Bigeard apprit que Ben M’Hidi avait été fusillé à l’aube. Avant sa mort, on lui avait présenté les armes. Le peloton avait rendu les honneurs militaires à sa dépouille. Ben M’Hidi était mort en seigneur.
Saura-t-on un jour qui donna l’ordre de l’exécuter? Oui, Paul Aussarésse... Même si les conditions de sa liquidation ne feront pas l'unanimité.
Le colonel Bigeard tint à expliquer le courant qui était passé entre son adversaire et lui-même. Le respect qu’il portait à sa mémoire. Mais tout cela, c’étaient de beaux sentiments -et la politique menée ne pouvait s’embarrasser de beaux sentiments. Ben M’Hidi était l’un des chefs felagas, on ne pouvait raconter à la presse- de droite ou de gauche -les conditions réelles de la mort de Ben M’Hidi. Michel Gorlin avait fourni une explication plausible aux journalistes.

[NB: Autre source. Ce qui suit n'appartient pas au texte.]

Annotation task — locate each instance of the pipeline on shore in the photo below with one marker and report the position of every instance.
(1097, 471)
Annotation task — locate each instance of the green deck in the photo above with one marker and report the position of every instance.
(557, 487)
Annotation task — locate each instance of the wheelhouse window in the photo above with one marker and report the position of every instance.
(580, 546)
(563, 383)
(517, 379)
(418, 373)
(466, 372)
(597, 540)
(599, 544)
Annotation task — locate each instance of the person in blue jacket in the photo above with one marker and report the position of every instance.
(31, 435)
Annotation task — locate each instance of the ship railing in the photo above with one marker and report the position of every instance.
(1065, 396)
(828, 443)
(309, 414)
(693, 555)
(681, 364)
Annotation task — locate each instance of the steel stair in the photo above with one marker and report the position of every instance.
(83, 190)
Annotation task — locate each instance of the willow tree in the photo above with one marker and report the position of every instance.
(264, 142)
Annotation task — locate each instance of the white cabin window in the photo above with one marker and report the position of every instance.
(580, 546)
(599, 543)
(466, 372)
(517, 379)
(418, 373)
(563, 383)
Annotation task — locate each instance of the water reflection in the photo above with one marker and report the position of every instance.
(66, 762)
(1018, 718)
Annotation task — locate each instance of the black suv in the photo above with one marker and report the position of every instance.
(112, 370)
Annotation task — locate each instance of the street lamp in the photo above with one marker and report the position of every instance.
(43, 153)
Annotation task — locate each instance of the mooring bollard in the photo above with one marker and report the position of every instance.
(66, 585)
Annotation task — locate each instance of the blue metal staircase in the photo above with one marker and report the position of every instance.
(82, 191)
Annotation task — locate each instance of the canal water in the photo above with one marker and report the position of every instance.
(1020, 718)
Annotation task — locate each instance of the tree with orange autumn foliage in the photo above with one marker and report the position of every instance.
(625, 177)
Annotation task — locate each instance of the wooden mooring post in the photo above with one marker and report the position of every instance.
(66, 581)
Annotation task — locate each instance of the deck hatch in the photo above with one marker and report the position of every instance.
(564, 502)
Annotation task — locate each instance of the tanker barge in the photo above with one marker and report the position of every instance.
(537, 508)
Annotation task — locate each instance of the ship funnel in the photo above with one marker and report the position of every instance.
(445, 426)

«Messieurs, Ben M’Hidi Larbi s’est pendu dans sa cellule avec des lambeaux de sa chemise.»
Telle fut la version officielle de la mort du chef F.L.N.
Selon leurs opinions, les uns trouvèrent que «ce salaud n’avait même pas eu le courage d’affronter ses juges». Les autres échangèrent des sourires entendus, bien persuadés que Ben M’Hidi était mort sous la torture entre les mains des parachutistes.